Last night's sky was awesome! This is a brief attempt at capturing the Andromeda Galaxy (M31). It is a stack 0f 60 - 30 sec images for a total time of 30 minutes. (More info below the photo) Enjoy His creation and worship the Creator!
30 minutes (30 sec each exposure, total 60 images)
Take with a Canon XS w/ 250mm zoom lens
Processed with DeepSkyStacker Live and GIMP

Wednesday, September 14, 2016

Great video of the Solar Eclipse's Path in August, 2017

First you RETHINK, then you SELL, then you UPGRADE!

I have put my Celestron NexStar 8i SE telescope up for sale on craigslist today.


I have had to reevalutate my passion astronomy, specifically astrophotography. Visual astronomy isn't my bag anymore as my eyesight isn't up to par (floaters, near-sighted, not as sensitive to low light, etc.) And astrophotography is limited by my location (southern skies blocked by my neighbor's tall pine trees) and limited by weather, age, and equipment. And also I am likely to post to craigslist my Meade 12 inch Dobsonian scope (more on that in a later post)...

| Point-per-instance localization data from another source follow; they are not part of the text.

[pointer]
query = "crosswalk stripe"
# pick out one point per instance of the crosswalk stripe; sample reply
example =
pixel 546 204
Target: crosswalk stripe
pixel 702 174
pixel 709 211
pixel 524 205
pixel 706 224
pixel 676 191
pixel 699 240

As much as I want to produce quality astroimages, the reality is that I would have to invest the cost of a new car to get them... and I am NOT that passionate about that, nor do I have the money to achieve it.

So I while I am planning on upgrading my primary telescope and mount, I will have to learn contentment and not allow my happiness to be dependent upon my images rivaling those who have invested far more into this hobby.

Because though my NexStar 8i SE is a great scope and mount for alt/az visual astronomy it is not the best for astrophotography due to the way Celestron "permanently" mounted the scope on its mount.
I say "permanently" with quotes because it is possible (and I have done it) to remove the scope from its mount, add a dovetail bar, and put it on another mount (i.e. a German equatorial mount hence GEM). I have done that with some success.

However, at the Oregon Star Party, the very first night the declination motor on my LXD-75 mount got smoked, over-heated, and burnt out. Apparently I was not careful about doing a meridian flip and the declination motor housing pinched up against the RA housing too long and poof, no working motor. Stupid me.

I did pick up another used Celestron GEM when I left the OSP but have not been satisfied with its "goto" ability... as in not even close.

So I believe it is time to a NEW mount and scope, a GEM that has reliable "goto" ability AND has the scope on a dovetail bar... OR a scope on an alt/az mount that will allow reasonable astrophotography ability with a reliable "goto" feature.